Probleme bei der Rohstoffbeschaffung

Grund für den Lieferausfall sind laut BMS Schwierigkeiten bei der Beschaffung der Grundsubstanz des Wirkstoffs. Diese wird für Etopophos aus dem Himalaya-Maiapfel gewonnen, der seit kurzer Zeit dem „Übereinkommen über den internationalen Handel mit gefährdeten Arten freilebender Tiere und Pflanzen (CITES)“, auch als Washingtoner Artenschutzübereinkommen bekannt, unterliegt.
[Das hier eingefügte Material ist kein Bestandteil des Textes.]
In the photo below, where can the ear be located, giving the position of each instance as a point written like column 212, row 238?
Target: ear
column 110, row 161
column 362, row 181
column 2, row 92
"Man hätte mit den gemeinsamen Bemühungen einen Weg gefunden, trotz des Lieferausfalls die Versorgung mit Etopophos in den entsprechenden Indikationen und Behandlungsprotokollen voraussichtlich sicherzustellen zu können. Dies sei aber in keinem Fall als Entwarnung zu verstehen“, so Bokemeyer weiter. BMS müsse den Produktionsprozess jetzt dringend anstoßen, damit Etopophos in einem Jahr wirklich wieder uneingeschränkt zur Verfügung steht. So hatte es die Firma angekündigt. 

Politik muss aktiv werden

Da es immer wieder zu Lieferausfällen kommt – zum Beispiel erst Mitte April bei Alkeran® (Melphalan) – weist die DGHO in diesem Zusammenhang erneut auf die Gefahr durch Liefer- und Versorgungsengpässe hin und fordert den Gesetzgeber auf, wirksame Maßnahmen zur Sicherstellung der medikamentösen Versorgung zu implementieren.

Zwar unterschieden sich die Ursachen im vorliegenden Fall vom Lieferengpass bei anderen Substanzen wie Melphalan. Doch der aktuelle Fall mache erneut deutlich, dass die medikamentöse Versorgung in der Onkologie  ein vulnerables System sei. Da würden Lieferengpässe schnell zu Versorgungsengpässen, so der Geschäftsführende Vorsitzende der DGHO.

Zwar verlange das geltende Arzneimittelgesetz eine angemessene und kontinuierliche Bereitstellung von Arzneimitteln. Handlungsdruck werde allerdings nicht generiert, weil eine Nichtbefolgung weder strafrechtlich noch zivilrechtlich bewehrt sei.